When Borat, the cretin of Kazakhstan, carried a bag of his own feces to the table at a genteel dinner party, the joke lay both in the outrageousness of his behavior and, somehow, in the dismayed — yet still curiously polite — reaction of his US hosts. We could laugh at his grossness, secure in the knowledge that we weren’t really xenophobic because we were also sneering at the fools falling for the trick. Dumb hicks. Dumb foreigners. Thank goodness we’re not bigots like them!

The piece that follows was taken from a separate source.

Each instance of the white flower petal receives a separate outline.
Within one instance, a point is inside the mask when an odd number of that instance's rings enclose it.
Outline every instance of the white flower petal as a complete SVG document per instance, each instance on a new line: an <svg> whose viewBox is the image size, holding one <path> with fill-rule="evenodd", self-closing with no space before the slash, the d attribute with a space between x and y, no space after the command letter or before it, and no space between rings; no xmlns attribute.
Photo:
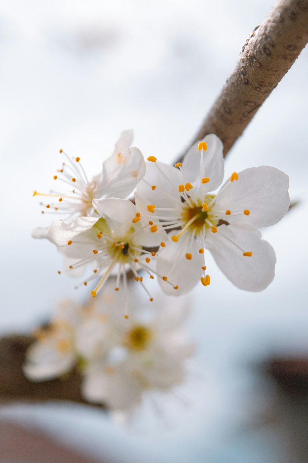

As repellent as this logic may be in retrospect, it at least provided a queasy jolt of excitement. Something – sensitivity, good taste, the nonaggression pact between comedians and the public – was being put at risk. And there was, beyond the nervy displays of satirical hostility, a dimension of goofy absurdism that sometimes (more in Borat than in Bruno) approached the level of sublimity. Very little of that happens here, and the main insult of The Dictator is how lazy it is.